We see the memetic approach as an evolutionary one. The principle of evolution by selection is best known from the natural selection theory developed by Darwin to explain evolution of biological organisms [10]. Dennett [15] calls this natural selection principle a universal acid: it is such a powerful concept that it bites through everything. Indeed, in this sense Darwin described only a special case of selection when he was dealing with biological evolution.
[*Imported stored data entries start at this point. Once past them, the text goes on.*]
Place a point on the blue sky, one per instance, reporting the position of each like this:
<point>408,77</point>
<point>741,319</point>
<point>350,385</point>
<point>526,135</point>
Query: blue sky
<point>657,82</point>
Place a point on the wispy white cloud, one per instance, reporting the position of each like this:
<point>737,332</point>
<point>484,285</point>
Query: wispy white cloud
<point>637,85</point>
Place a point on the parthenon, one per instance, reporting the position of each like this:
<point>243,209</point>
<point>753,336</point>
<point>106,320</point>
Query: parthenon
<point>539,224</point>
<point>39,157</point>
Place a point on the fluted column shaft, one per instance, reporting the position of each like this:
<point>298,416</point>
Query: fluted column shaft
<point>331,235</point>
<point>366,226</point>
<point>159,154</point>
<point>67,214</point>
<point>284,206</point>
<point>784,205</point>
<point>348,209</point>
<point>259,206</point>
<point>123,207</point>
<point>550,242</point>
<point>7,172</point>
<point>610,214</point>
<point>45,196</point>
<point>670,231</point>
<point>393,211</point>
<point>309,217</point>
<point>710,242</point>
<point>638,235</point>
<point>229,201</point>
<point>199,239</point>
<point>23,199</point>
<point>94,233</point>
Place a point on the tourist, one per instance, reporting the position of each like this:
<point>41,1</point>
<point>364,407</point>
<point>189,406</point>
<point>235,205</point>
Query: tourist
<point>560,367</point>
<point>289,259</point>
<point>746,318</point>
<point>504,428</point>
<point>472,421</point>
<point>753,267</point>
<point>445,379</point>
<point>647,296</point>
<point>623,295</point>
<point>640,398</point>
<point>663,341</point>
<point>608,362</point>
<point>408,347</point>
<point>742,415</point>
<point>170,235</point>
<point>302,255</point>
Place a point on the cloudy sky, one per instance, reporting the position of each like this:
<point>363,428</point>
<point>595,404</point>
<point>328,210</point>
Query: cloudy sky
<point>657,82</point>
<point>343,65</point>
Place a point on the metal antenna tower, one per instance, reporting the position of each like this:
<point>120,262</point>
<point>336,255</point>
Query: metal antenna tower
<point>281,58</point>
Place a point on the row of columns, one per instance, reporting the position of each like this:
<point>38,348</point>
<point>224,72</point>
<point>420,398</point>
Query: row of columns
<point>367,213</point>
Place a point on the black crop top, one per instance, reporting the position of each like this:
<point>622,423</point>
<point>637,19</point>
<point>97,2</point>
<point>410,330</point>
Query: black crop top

Evolutionary theories are applied in a wide variety of disciplines. As mentioned above, evolutionary theories are applied to culture, like in the work of Boyd and Richerson [1], Cavalli-Sforza [6] and Csanyi [9]. The evolution of language can be seen in analogy to biological evolution, as described by Hoenigswald and Wiener [20]. In computer sciences, genetic programming and genetic algorithms are descendants of the evolutionary view as well, for example in the work of several people at the Santa-Fe Institute (Holland [22], Kauffman [26]). Learning theories of humans, applied to individuals, groups and society can be tied to evolutionary theory, as shown in the work of Campbell [4, 5]. The work of several philosophers of science shows evolutionary views, as in Popper's [34] and Kuhn's [27] work. In addition, these views have impact on evolutionary epistemology, and are analogical to biological evolution. Evolutionary theories have been described to account for brain development by Gerald Edelman [17], and extended to the msec-to-minutes time scale of thought and action by William Calvin [2, 3].Evolutionary theory is present in the field of economy, often tied to the development of technology, as in the work of Nelson and Winter [30, 31] or to the evolution of institutions as in the work of Hodgson [19] and North [32].

We feel that this plethora of approaches proves the potential of evolutionary thought in all fields of human sciences. At the same time this means that there is ample opportunity to compare models of evolution, and their applications, which is one of the aims of our journal.